Und das war wichtig. "Denn der Junge war ja damals wirklich todunglücklich. Wie sich so etwas anfühlt, kannte ich ja aus eigenem Erleben", sagt die engagierte Kalbenserin.

Fortan kam sie zweimal wöchentlich in die Schule, um mit Robert je eine Stunde lang Deutsch zu üben. Unentgeltlich. Über ein Jahr lang ging das so. Und den beiden wurde dafür stets ein Extraraum zur Verfügung gestellt. Auch der Schulförderverein klinkte sich ein und gewährte dem Jungen, dessen Familie ja quasi anfangs von der Hand in den Mund leben musste, finanzielle Hilfe. Immer häufiger kam Robert dann aber auch freitags zu den Schmidts nach Hause. Und weil bei dem kinderlosen Ehepaar auch ständig Freunde und Verwandte zu Besuch waren, wurde Robert sehr schnell in diesen Kreis integriert. "Da musste er dann natürlich auch Deutsch sprechen", erinnert sich Hans Schmidt, der seine Frau von Anfang an im Fall Robert unterstützt hat.
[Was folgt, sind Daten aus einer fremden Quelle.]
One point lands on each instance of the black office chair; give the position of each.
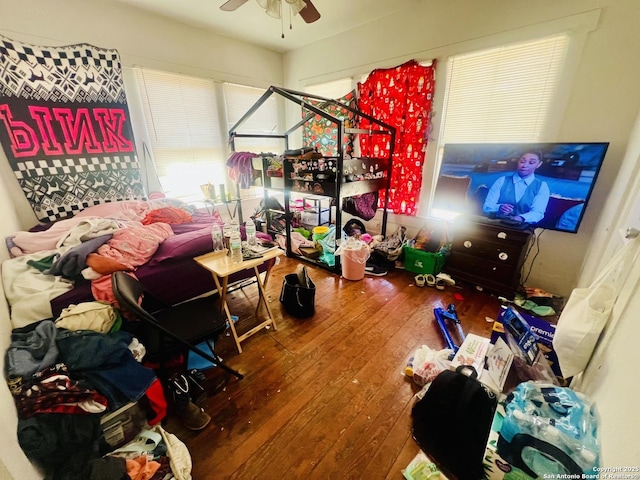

Doch es blieb nicht bei der Hilfe für den Jungen. Auch der Kontakt zu dessen Familie wurde immer enger. Denn sie benötigte bei den vielen Behördengängen, die sie zu absolvieren hatte, ebenfalls Unterstützung. Schließlich sprach am Anfang niemand der Szramkes Deutsch. "Was wir da alles erlebt haben, dass kann man sich gar nicht vorstellen", erinnert sich Elisabeth Schmidt kopfschüttelnd an die Auswüchse deutscher Bürokratie.

Doch es gab für sie und ihren Mann auch wunderschöne Momente mit den neuen Bekannten. Zum Beispiel jenen, als sich Roberts Bruder Bartosz und dessen Lebensgefährtin Dorota das Ja-Wort in Kalbe gaben - und als dann der erste Nachwuchs auf die Welt kam. Schmidts waren immer dabei.

Inwischen nehmen sowohl Roberts Mutter als auch seine Schwägerin Dorota an einem Deutschkurs teil. Sein berufstätiger Bruder hat sich die Sprache quasi selbst beigebracht. Sein Vater hingegen hatte dazu bisher kaum Gelegenheit. Beide Männer arbeiten in einem Kalbenser Betrieb. Und auch Robert, der mal Kfz-Mechaniker werden möchte, hofft, bald praktische Erfahrungen sammeln zu dürfen. Er, der trotz seiner inzwischen guten Deutschkenntnisse nicht in allen Unterrichtsfächern alles nachholen konnte, möchte ab dem kommenden Schuljahr die Möglichkeit des sogenannten produktiven Lernens nutzen. Dabei erfährt er ebenfalls die Unterstützung des Ehepaares Schmidt.

Aber auch Robert konnte dank seiner Zweisprachigkeit schon helfen. So begleitete er im Herbst den Kalbenser Jürgen Nikolaus bei einer mehrtägigen Polen-Reise. Nikolaus wollte sich auf die Spuren seiner Vorfahren begeben und war im Vorfeld eher durch Zufall auf den Jugendlichen und dessen Familie aufmerksam geworden. Ohne den jungen Übersetzer an seiner Seite wäre der 68-Jährige bei seinen Recherchen in Polen aber kaum so gut vorangekommen. Am Ende waren sowohl Jürgen Nikolaus als auch Robert Szramke glücklich. Denn der genoss natürlich den Kurzaufenthalt in seiner alten Heimat - auch wenn er sich inzwischen kaum noch vorstellen kann, wieder ständig dort zu leben. Im Gegensatz zu seinen Eltern.

"Die Polen haben einen ganz anderen Familienzusammenhalt."

Gerade sind er und seine Familie wieder von einem Feiertagsurlaub aus Polen zurückgekehrt. Und natürlich, so sagt der 14-Jährige, sei es dort wieder sehr schön gewesen. Das liege aber in erster Linie an den Angehörigen, die dort nach wie vor leben würden, weniger am Land selbst.

"Die Polen", so wissen Elisabeth und Hans Schmidt, "haben einen ganz anderen Familienzusammenhalt als die Deutschen." Aber irgendwie gehören auch sie selbst längst für Robert und Co. zur Familie.